Favoritisme linguistique lors d’une audition à la Cour canadienne de l’impôt : la Cour d’appel fédérale annule une décision

 Fasken Martineau Tax bulletin

Dans la récente décision Industrielle Alliance, Assurance et services financiers Inc. c. Mazraanim et M.N.R.[1], la Cour d’appel fédérale annule une décision de la Cour canadienne de l’impôt au motif que le juge de première instance a enfreint les droits linguistiques des témoins et de l’avocat de l’Industrielle Alliance. Les motifs du jugement peuvent être consultés ici en anglais et en français.

Décision de la Cour canadienne de l’impôt

Devant la Cour canadienne de l’impôt (CCI), Kassem Mazraani[2] en appelait de la décision du Ministre selon laquelle il n’occupait pas un emploi assurable auprès d’Industrielle Alliance durant la période d’avril à novembre 2012. Industrielle Alliance était une intervenante dans le cadre de l’appel à la CCI. Elle soutenait que la décision du Ministre était juste, puisque l’entreprise avait conclu un contrat d’entrepreneur indépendant avec Mazraani.

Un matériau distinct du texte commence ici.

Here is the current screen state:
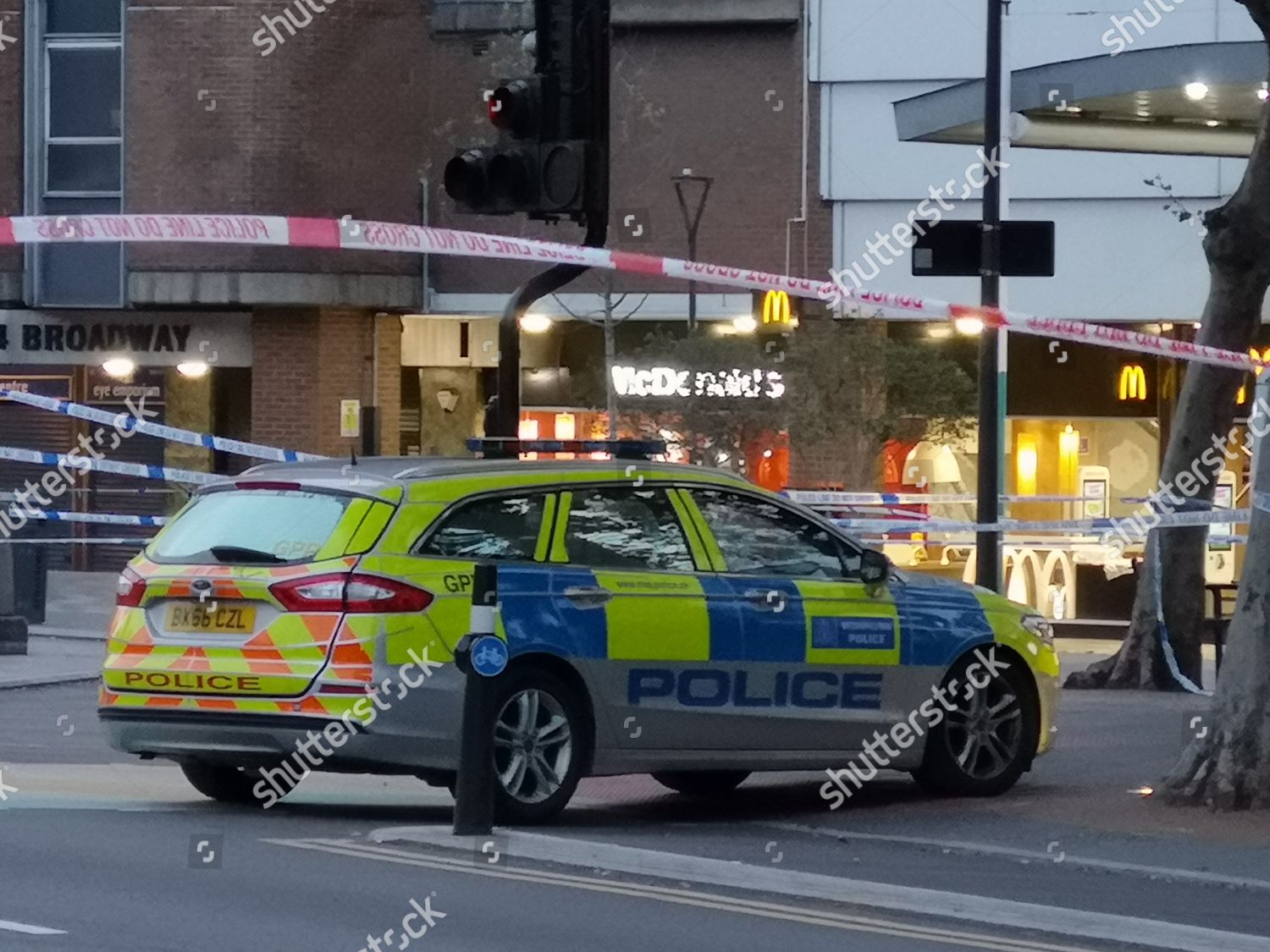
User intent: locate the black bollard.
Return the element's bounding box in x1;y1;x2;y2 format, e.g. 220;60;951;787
455;565;507;837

L’appel a été entendu selon la procédure informelle par le juge Archambault et l’audition a duré six (6) jours. L’avis d’appel de Mazraani était en anglais, la réponse du Ministre était aussi en anglais et l’avis d’intervention d’Industrielle Alliance était en français.

Dans une décision imposante de 160 pages, la CCI a conclu que Mazraani avait occupé un emploi assurable.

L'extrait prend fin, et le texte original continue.